Deploying Ray on Azure for Scalable Distributed Reinforcement Learning

Microsoft

Apr 22, 2020

Modern distributed applications, such as those used to train deep reinforcement learning models, need to dynamically scale up to meet computational speed and load requirements as well as scaling down to efficiently control costs. In this post, we cover how to simplify development and deployment of such distributed applications by using Ray on Azure.

What is Ray?

Ray is an open-source framework that provides a way to modify existing python code to take advantage of remote, parallel execution. In addition, Ray simplifies the management of distributed compute by setting up a cluster and automatically scaling it based on the observed computational load. A recent contribution to Ray now enables Azure to be used as the underlying compute infrastructure. Packages built on Ray like RLLib and Tune provide the ability to use scalable clusters to speed up training of deep reinforcement learning models or hyperparameter tuning for machine learning models.

Deploying Ray on Azure

There are currently two ways of provisioning Ray on Azure, the first uses a Deploy to Azure Button and the second uses Ray’s built in Azure autoscaler. We’ll show you both approaches so you can decide which is right for your needs and how to quickly set it up so you can begin building distributed applications.
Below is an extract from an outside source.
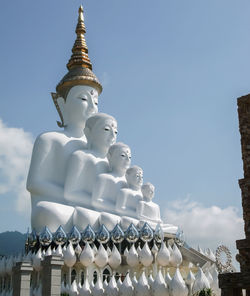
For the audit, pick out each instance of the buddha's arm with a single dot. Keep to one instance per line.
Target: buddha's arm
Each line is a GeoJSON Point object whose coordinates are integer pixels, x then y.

Method 1: Deploy to Azure Button

The easiest way to get started with Ray on Azure is to use the Deploy to Azure Button provided below (as well as in the Ray Autoscaling Documentation).

The Deploy to Azure Button uses an Azure Resource Manager (ARM) template to deploy the following resources on Azure:

An Azure Virtual Machine for the Ray cluster head node
Azure Virtual Machine Scale Sets (VMSS) for the Ray cluster worker nodes
Network infrastructure (VNet, Network Security Group, Public IP Address)

The virtual machines use the Azure Data Science VM (DSVM) as a base image and are initialized with additional startup scripts for Ray. Using the Head Node Size and Worker Node Size option we support multiple VM sizes including GPU versions (see Linux virtual machines in Azure). By default, worker nodes leverage deeply discounted Azure Spot instances to reduce cluster costs.

A DSVM comes pre-installed with common data science packages and Python environments exposed through conda environments. Users can choose the base conda environment used for the Ray environment (see Conda Env option). Furthermore, additional Python packages can be supplied for installation on both the head and worker nodes.

Users can conveniently access the head node using SSH or JupyterLab, given the Public Web UI option was selected. Managing the worker nodes through VMSS enables auto-scaling based on several criteria managed through Azure (e.g. CPU load, memory consumption, remaining credits, etc.). The flexibility provided for scaling the cluster through Azure is one of the primary difference between the two methods in this post.

Method 2: Deploy using Ray Azure Autoscaler

The second method uses the Ray Azure Autoscaler implementation to manage the cluster and is configured using YAML files found in the Ray repository. Using this approach instead of the first method is helpful if you want to modify configuration options not exposed in the Deploy to Azure form.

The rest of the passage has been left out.